The main reason that bad boys develop into decent adults is because of good mentorship. The first mentor is usually a father or father figure. If the father is brutal and violent then it may be his example that a boy follows. If there is no family then a gang or group might replace that family. That group might be a street gang or a football supporters group or even a regiment in the army. If the leaders of those groups encourage violence and brutality in order to belong then a boy will become a violent and brutal man. If on the other hand the leaders combine their authority with strength and decency they will create strong and decent followers.
Young men don't think they are bullies they are often attempting to be like their leaders or mentors. They usually resent official authority figures such as teachers, priests and policemen. If they are going to change they have to be guided by those they admire, people they will listen to; sportsmen, soldiers and adventurers.
'Bully' is a word that everyone thinks they understand; they also think that the word doesn't apply to them, However, when an individual recommends that a bully be beaten and brutalised by the authorities or by vigilanties that person is acting out of anger for the purposes of revenge. If a bully is defeated by his victim in a fight or even hurt in the process of winning he will be deterred and I recommend that all victims learn how to defend themselves but if a figure of authority imposes violence on a young man who can't defend himself then the morality is questionable.

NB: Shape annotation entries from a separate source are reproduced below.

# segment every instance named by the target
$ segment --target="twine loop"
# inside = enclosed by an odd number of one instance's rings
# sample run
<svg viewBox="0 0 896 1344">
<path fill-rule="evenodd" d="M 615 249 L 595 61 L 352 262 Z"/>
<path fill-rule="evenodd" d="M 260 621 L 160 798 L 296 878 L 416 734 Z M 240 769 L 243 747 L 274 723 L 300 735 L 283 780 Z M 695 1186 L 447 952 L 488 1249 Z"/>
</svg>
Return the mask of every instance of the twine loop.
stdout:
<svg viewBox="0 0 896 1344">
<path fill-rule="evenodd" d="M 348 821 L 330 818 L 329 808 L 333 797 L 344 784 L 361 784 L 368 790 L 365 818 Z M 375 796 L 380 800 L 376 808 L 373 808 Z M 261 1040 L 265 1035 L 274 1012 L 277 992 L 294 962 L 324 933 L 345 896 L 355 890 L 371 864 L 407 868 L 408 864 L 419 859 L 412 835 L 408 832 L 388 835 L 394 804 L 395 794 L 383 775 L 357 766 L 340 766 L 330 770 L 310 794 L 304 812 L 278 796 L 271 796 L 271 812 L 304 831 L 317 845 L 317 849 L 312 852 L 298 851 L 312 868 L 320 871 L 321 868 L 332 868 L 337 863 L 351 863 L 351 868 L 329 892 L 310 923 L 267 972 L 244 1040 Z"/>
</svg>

Most young men are scared of violence and spent extraordinary amounts of effort attempting to demonstrate the contrary. They are scared that their peers will know they are scared. It's very much an Anglo-Saxon trait linked to manhood and honour. Our young men don't have a right of passage to manhood, they don't know who to follow or how to behave. They are taught that all violence is wrong but watch their governments go to war. They are taught to walk away from trouble but are at a loss when 'trouble' runs across the street and attacks for no reason.
I had a few good mentors in the army I also had a lot of bad ones. I had a lot of good mentors in Martial Arts. I try to be a mentor today to those who are prepared to read or listen but I have to compete with anger and thoughtlessness. If you want your bad boys to be good men, find good mentors for them or be a good mentor, set a good and decent example all the time. Lead them towards admirable, experienced men. Young men need to be strong and capable in order to be confident and kind. They need strong confident, tough and kind leaders who will guide them in the best direction.
Decency has to be taught. Decent parents don't blame the state, the police or schoolteachers they look for solutions
To those who recommend violent punishment, I think you are mistaken. Violent punishment makes young men resentful and even more violent.